Yesterday, The New York Times published
Mark Leibovich’s profile of the peculiar Politico columnist Mike Allen. For seemingly months, there had been rumors that The Times
was working on a big critical piece about Politico. From the get-go yesterday, it was clear that this was not it. No take-down here.
That revelation left some observers disappointed, and led critics to promptly begin whacking The Times for not fulfilling their expectations of a simple and easily digested smack-down of Politico.

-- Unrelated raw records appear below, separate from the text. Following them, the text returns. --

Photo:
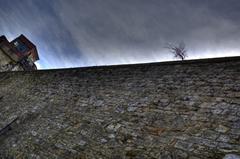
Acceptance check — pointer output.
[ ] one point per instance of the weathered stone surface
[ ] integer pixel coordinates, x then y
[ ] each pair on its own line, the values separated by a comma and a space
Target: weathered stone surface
164, 110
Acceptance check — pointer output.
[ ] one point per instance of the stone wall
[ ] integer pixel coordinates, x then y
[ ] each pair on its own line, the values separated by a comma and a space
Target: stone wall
188, 109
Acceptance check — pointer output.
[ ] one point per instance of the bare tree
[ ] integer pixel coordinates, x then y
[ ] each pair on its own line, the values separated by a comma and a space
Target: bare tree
179, 50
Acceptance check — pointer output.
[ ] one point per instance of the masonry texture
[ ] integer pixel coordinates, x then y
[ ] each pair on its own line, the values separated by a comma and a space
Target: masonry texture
188, 109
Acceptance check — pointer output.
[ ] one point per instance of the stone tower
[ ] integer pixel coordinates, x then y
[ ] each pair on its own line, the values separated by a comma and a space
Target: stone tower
17, 55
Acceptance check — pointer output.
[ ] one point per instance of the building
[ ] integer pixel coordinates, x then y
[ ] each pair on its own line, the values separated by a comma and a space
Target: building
17, 55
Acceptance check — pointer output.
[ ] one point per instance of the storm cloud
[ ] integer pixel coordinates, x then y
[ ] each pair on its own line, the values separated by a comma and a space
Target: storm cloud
78, 33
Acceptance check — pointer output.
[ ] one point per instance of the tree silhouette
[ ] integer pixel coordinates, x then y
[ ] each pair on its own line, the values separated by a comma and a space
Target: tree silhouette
179, 50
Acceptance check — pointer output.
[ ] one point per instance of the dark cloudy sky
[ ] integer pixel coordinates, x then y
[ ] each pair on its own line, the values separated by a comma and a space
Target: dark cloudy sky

There’s nothing wrong with pining for a critical dissection of Politico. We’d all be guilty of that. But in the midst of their unsatisfied blood lust yesterday, some critics failed to notice that Mr. Leibovich had delivered an exceptional profile–a hilariously written and meticulously reported portrait of an oddball political writer at the height of his powers.
Leading the rush to judgment was Jason Linkins of the Huffington Post, who critiqued the piece
(using that not-particularly-creative headline formula, “We read such and such, so you don’t have to”).
From the get-go, Mr. Linkins adopted the pose of a dutifully bored, knowing reader, splitting the critique into three sections, “Things You Already Knew,” “Things That Maybe You Didn’t Already Know,” and “Things That Are… What’s The Term I’m Looking For? Oh, Yes. ‘Vaguely Disturbing.'”
What’s vaguely disturbing about Mr. Linkins’ item is not the critique itself, which is fairly dull, but his gall in lifting so much of Mr. Leibovich’s supposedly unremarkable story, verbatim, in a long series of embedded and block quotes. By our count, Mr. Linkins’ item republishes 982 of Mr. Leibovich’s supposedly humdrum words. Nine hundred and eighty-two!
That’s like saying you’ve never tasted such a bland pie while proceeding to gobble up a first, second, third, fourth slice. At a certain point, one’s greediness undermines one’s outward pose of disinterest.
Mr. Linkins is able to lift so much of Mr. Leibovich’s piece because the article is terrifically reported and brimming with telling details and insightful anecdotes about Mr. Allen’s strange life and the manic institution he works for.
What’s lost in Mr. Linkins’ hasty and ungrateful rearrangement of Mr. Leibovich’s reporting is the careful craftsmanship that went into the original piece–a story that starts slow and carefully builds one detail at a time until you get to the jarring moment of personal revelation about Mr. Allen’s character.